No other band would combine microtonal buchla with hyperactive drumming to serenade Paganini and Leonard Cohen passed out in a hot tub,’ said Pateras of the song.

Necroscape is the second album from the modernist electro-acoustic rock proposition, seeing the outfit continuing to employ the wayward orchestrations and arresting physicality of their 2014 debut Geocidal with a renewed melodic language which grounds its multi-colored twists and turns in hallucinatory lyricism.

 

Show Me The Body: Arcanum
Corpus

Show Me The Body tease Arcanum from forthcoming album Dog Whistle, following on from their 2016 debut, Body War.

Their unique sound is heavily influenced, both sonically and in attitude, by the city that reared them: New York. The band has been at the forefront of the city’s underground since the release of their 2014 EP Yellow Kidney. Over the ensuing years Show Me The Body established themselves as one of the most exciting bands in the city, through their torrid live show and distinctive sonics.

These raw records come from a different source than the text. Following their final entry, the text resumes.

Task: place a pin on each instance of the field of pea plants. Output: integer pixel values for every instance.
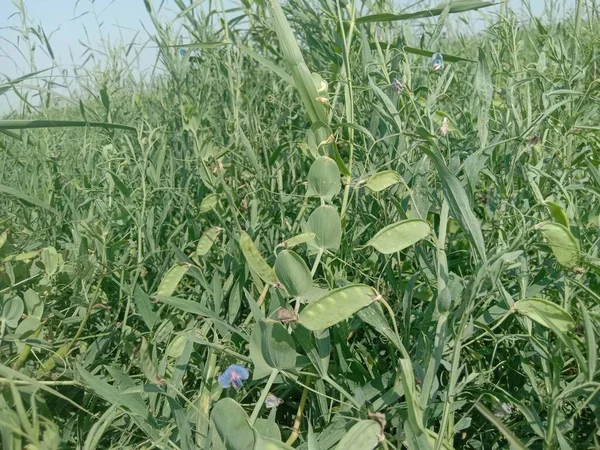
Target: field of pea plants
(318, 225)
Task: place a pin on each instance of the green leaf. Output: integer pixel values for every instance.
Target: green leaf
(143, 305)
(26, 198)
(317, 137)
(268, 64)
(261, 368)
(202, 45)
(49, 257)
(146, 363)
(591, 341)
(558, 214)
(209, 203)
(429, 54)
(515, 443)
(265, 443)
(25, 330)
(114, 396)
(324, 179)
(255, 260)
(209, 237)
(456, 6)
(459, 205)
(363, 434)
(12, 310)
(337, 305)
(196, 308)
(544, 312)
(186, 441)
(3, 238)
(383, 180)
(373, 315)
(277, 346)
(231, 422)
(562, 242)
(171, 279)
(28, 124)
(400, 235)
(33, 303)
(293, 273)
(326, 224)
(485, 91)
(299, 239)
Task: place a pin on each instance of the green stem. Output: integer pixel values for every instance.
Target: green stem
(316, 263)
(263, 396)
(298, 420)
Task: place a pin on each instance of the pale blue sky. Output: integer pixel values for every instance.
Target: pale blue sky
(68, 23)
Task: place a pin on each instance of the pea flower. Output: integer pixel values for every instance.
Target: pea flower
(233, 376)
(397, 86)
(272, 401)
(437, 62)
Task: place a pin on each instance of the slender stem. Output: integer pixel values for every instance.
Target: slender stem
(260, 301)
(263, 396)
(296, 427)
(316, 263)
(401, 347)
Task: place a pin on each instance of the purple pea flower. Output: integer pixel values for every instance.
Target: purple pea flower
(233, 376)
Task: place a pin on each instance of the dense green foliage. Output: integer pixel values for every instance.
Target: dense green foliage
(406, 255)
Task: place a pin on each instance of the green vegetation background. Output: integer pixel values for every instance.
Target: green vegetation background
(405, 254)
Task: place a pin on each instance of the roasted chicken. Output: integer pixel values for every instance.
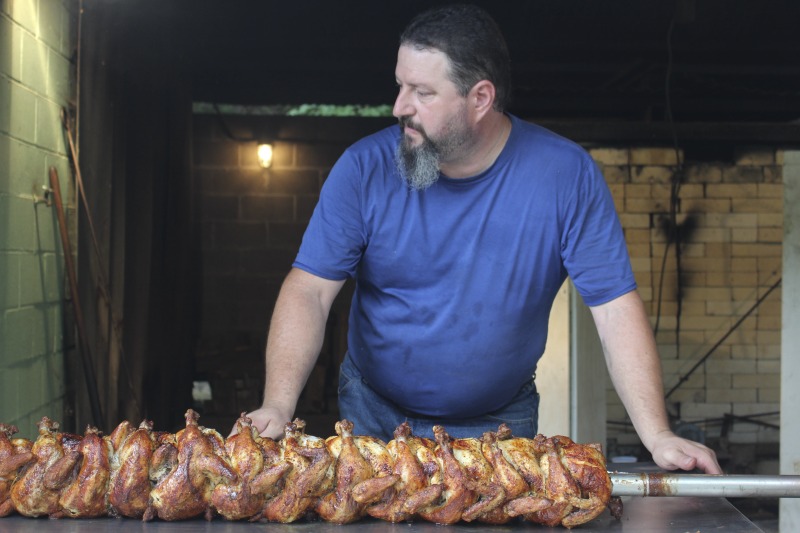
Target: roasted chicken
(308, 478)
(14, 454)
(257, 463)
(129, 489)
(416, 478)
(141, 473)
(185, 492)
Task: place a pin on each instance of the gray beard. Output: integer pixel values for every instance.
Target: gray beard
(418, 166)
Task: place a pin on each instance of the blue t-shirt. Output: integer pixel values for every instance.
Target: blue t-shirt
(454, 284)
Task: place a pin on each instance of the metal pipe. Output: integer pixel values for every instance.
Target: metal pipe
(86, 356)
(733, 486)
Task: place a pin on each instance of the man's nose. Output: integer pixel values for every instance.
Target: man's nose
(402, 108)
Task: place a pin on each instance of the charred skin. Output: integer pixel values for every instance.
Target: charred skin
(185, 492)
(196, 472)
(409, 487)
(457, 494)
(256, 475)
(129, 487)
(85, 496)
(14, 455)
(351, 468)
(307, 480)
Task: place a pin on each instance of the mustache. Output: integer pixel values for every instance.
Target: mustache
(407, 122)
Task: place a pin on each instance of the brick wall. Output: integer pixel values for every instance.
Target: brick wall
(251, 224)
(37, 39)
(252, 221)
(730, 213)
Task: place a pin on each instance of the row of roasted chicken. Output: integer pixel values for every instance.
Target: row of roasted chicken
(141, 473)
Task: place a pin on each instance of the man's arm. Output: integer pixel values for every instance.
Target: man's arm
(635, 368)
(295, 339)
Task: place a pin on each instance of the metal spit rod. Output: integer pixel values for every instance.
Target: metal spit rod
(733, 486)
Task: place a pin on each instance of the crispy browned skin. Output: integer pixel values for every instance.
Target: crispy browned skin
(257, 463)
(30, 494)
(415, 481)
(85, 495)
(185, 492)
(129, 488)
(14, 454)
(587, 466)
(505, 483)
(142, 473)
(350, 469)
(457, 494)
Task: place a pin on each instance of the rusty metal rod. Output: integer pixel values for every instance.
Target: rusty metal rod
(726, 486)
(86, 357)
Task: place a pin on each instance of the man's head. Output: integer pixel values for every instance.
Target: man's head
(452, 69)
(472, 42)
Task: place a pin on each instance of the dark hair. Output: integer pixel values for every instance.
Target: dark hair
(473, 43)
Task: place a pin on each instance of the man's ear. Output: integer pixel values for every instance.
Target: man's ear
(482, 97)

We can’t lie, the video is amazing. Co-directed by Brooklyn-based filmmaker and documentary photographer Landon Yost and Show Me The Body themselves. The visual features candid shots of the people that make up the band’s home, New York City. It starts with a montage of footage spanning from graveyards to a taxidermy studio to a bustling street, and as the video progresses the physical film that makes it up is slowly destroyed.

 

PVRIS: Dead Weight
Reprise

PVRIS in 2020 finds frontwoman , multi-instrumentalist, songwriter and producer Lynn Gunn stepping into a new chapter as she owns her role as PVRIS’ leader and sole architect. The result is a collection of alt-pop conjurations of glitchy beat-craft, airy guitars, and spell-binding vocals.

Gunn explains, ‘Dead Weight is about being a people pleaser, holding others up and never asking for anything back. Quite often that can be taken advantage of and it can be hard to set “no”/set boundaries. This feels amplified, especially as a woman. This song is about stepping into my power as a woman, shedding old skin and taking nurturing/caretaker feminine nature and turning it into a super power.’

 

Nadine Shah: Trad
Infectious Music

Fresh off the back of recent single Ladies For Babies (Goats For Love) Nadine releases the second track from her forthcoming forth album Kitchen Sink.

Trad, is a poignant new track with a stoic, simmering energy that addresses the conflict between rejecting traditions of marriage and family and yet also longing for them.